How the all-electric Leaf is becoming a favourite of taxi drivers

CITIES across Europe are going through a quiet revolution as taxi companies start to shift from conventional diesel-powered cabs to zero-emission – and near-silent – Nissan LEAFs.

The world’s best-selling electric vehicle (EV) is fast becoming the taxi drivers’ favourite too. Cabbies are attracted by lower running costs and many are keen to do their bit to reduce the level of airborne pollution in city centres.

Two years after the ground-breaking EV went on sale in Europe, Nissan LEAF taxis are now operating in Holland, Switzerland, Germany, Portugal, Spain and the UK. And more are on the way!

One of the strongest advocates of the Nissan LEAF as a taxi is Amsterdam-based Taxi-E company. With a fleet of 13 Nissan LEAFs, the firm’s drivers have covered over 434,000 miles – that’s further than the distance between the earth and the moon.

The cars are quick-charged two or three times a day using 100 per cent green energy, meaning they’re always ready for passengers.

One of the entrepreneurs behind Taxi-E, Ruud Zandvliet, said: ‘Amsterdam has some 3,000 taxis, so while our fleet is helping to reduce emissions, there is obviously room to reduce these even further.’

Switzerland’s largest city, Zurich, will soon have a fleet of pure-electric Nissan LEAF taxis moving people around the city.
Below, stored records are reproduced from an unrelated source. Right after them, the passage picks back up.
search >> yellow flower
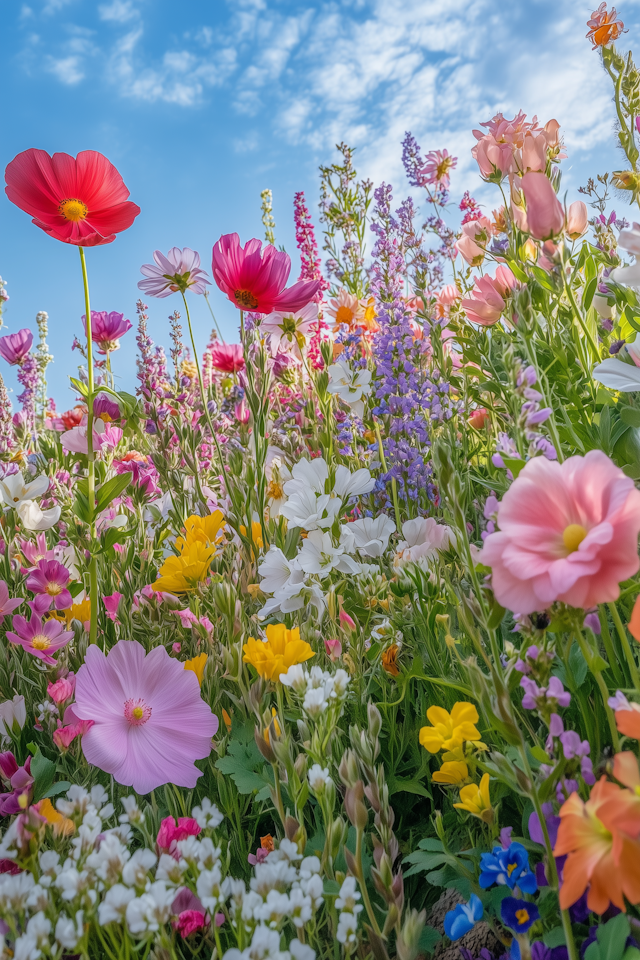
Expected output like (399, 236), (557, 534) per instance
(36, 797), (76, 837)
(242, 623), (315, 681)
(49, 597), (91, 628)
(151, 542), (216, 593)
(420, 701), (480, 753)
(431, 760), (469, 783)
(184, 653), (208, 686)
(454, 773), (493, 823)
(176, 510), (224, 553)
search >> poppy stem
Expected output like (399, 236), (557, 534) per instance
(78, 247), (98, 643)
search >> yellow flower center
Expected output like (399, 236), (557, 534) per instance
(336, 306), (353, 323)
(58, 199), (89, 223)
(233, 290), (258, 310)
(562, 523), (587, 553)
(31, 633), (51, 650)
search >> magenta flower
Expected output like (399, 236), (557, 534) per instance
(0, 580), (22, 622)
(0, 327), (33, 367)
(138, 247), (211, 297)
(27, 560), (73, 610)
(71, 640), (218, 794)
(7, 613), (73, 664)
(82, 310), (132, 353)
(212, 233), (321, 313)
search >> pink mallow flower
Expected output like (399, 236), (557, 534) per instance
(0, 580), (23, 622)
(482, 450), (640, 614)
(138, 247), (211, 297)
(82, 310), (133, 353)
(27, 560), (73, 613)
(0, 327), (33, 367)
(461, 264), (518, 327)
(211, 233), (322, 313)
(65, 640), (218, 795)
(7, 613), (73, 663)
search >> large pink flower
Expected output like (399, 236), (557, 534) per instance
(211, 233), (321, 313)
(482, 450), (640, 613)
(71, 640), (218, 794)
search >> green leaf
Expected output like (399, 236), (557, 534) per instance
(31, 747), (56, 803)
(418, 927), (442, 953)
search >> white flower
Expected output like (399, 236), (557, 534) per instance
(327, 360), (371, 418)
(55, 910), (84, 950)
(98, 883), (136, 927)
(191, 797), (224, 830)
(16, 500), (61, 530)
(280, 489), (342, 531)
(309, 763), (331, 793)
(340, 513), (396, 557)
(0, 694), (27, 736)
(298, 530), (359, 577)
(393, 517), (452, 567)
(196, 863), (224, 912)
(0, 472), (49, 509)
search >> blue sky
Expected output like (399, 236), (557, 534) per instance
(0, 0), (640, 409)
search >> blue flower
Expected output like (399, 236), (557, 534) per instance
(500, 897), (540, 933)
(444, 893), (484, 940)
(479, 843), (538, 893)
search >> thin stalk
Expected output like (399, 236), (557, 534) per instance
(78, 247), (98, 643)
(608, 603), (640, 690)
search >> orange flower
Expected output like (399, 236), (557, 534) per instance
(380, 643), (400, 677)
(586, 2), (627, 50)
(553, 777), (640, 913)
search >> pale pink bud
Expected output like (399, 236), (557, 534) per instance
(567, 200), (589, 240)
(521, 173), (564, 240)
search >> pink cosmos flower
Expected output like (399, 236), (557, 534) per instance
(520, 172), (564, 240)
(212, 233), (322, 313)
(0, 327), (33, 367)
(7, 613), (73, 663)
(82, 310), (133, 353)
(138, 247), (211, 297)
(71, 640), (218, 795)
(47, 673), (76, 704)
(102, 590), (124, 623)
(208, 343), (244, 373)
(482, 450), (640, 614)
(0, 580), (23, 623)
(27, 560), (73, 612)
(462, 264), (518, 327)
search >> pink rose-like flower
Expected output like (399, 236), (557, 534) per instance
(520, 172), (564, 240)
(482, 450), (640, 614)
(71, 635), (218, 795)
(0, 327), (33, 367)
(211, 233), (322, 313)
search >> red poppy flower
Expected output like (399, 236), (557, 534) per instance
(5, 149), (140, 247)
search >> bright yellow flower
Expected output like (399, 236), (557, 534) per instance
(431, 760), (469, 783)
(36, 797), (76, 837)
(454, 773), (493, 823)
(176, 510), (225, 553)
(184, 653), (208, 686)
(151, 542), (216, 593)
(49, 597), (91, 629)
(242, 623), (315, 681)
(420, 701), (480, 753)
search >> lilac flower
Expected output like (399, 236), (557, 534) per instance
(138, 247), (211, 297)
(82, 310), (132, 353)
(27, 560), (73, 612)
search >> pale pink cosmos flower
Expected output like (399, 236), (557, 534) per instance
(71, 640), (218, 794)
(482, 450), (640, 614)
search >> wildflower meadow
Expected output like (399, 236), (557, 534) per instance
(6, 3), (640, 960)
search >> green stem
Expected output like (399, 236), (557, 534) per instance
(78, 247), (98, 643)
(608, 603), (640, 690)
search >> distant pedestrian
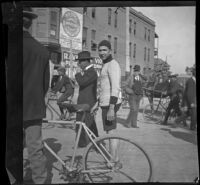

Later this year, ten Nissan LEAFs will hit the road supported by a network of city-wide fast chargers as part of Zurich’s plans to make 15 per cent of its taxi fleet electric by 2015.

In the UK, Phoenix Taxis runs a Nissan LEAF as part of its fleet and has installed three EV charging points at its headquarters in Blyth, Northumberland. Managing director Alexander Hurst said: ‘The main cost to any taxi driver is fuel. With prices rocketing on a monthly basis, EVs are becoming the more sensible fleet vehicle cost.

‘LEAF is incredibly luxurious and taxi drivers – notoriously unhappy with change – love the way LEAF drives. The gadgets available via the steering wheel also help make drivers’ lives easier. With real-time savings of £5,000 a year in fuel, we’re expanding our fleet and will have 15 LEAFs on the road by summer 2014.’

In Portugal, the first country to sell Nissan LEAF in Europe, Lisbon-based owner-driver José Ferreira replaced his diesel-powered taxi with a Nissan LEAF. He has driven more than 9,300 miles so far, covering 50-60 miles a day, and reveals that 70 per cent of his customers liked the experience so much they would actively choose to ride in an electric taxi.

Helping to cut pollution

Fuel and running costs are the biggest factors for taxi owner-drivers, meaning every Euro counts. Owner-driver Roberto San José from Valladolid, Spain has spent just £1,540 on electricity to power his Nissan LEAF for more than 47,000 miles. Fuel for a diesel-powered car would have cost more than £8,550, saving Roberto more than £7,000.

Taxi bosses at Prima Clima are making their mark on the taxi business in Hamburg, Germany, with a fleet of four LEAFs. Liveried in the world-famous, pale-yellow body colour of all German taxis – with contrasting doors displaying blue skies and clouds – this fleet is backed by the city’s council and supported by 50 EV charging points and two quick chargers.

Globally, Nissan LEAF-based taxis are helping to cut pollution on the streets of New York, Rio de Janeiro and many cities in Japan.

Jean-Pierre Diernaz, Director Electric Vehicles Europe, said: ‘There is little doubt that the Nissan LEAF is an ideal vehicle for taxi operators. It’s cheap to run and easy to maintain. It’s good to drive and passengers like the space and comfort.

‘From a driver’s point of view, LEAF’s brisk acceleration allows it to easily keep with the traffic flow and the growth in quick-charging networks provides easier access to rapid ‘‘refuelling”. With zero-emissions and whisper-quiet running, just one Nissan LEAF can make a difference to life in the city.’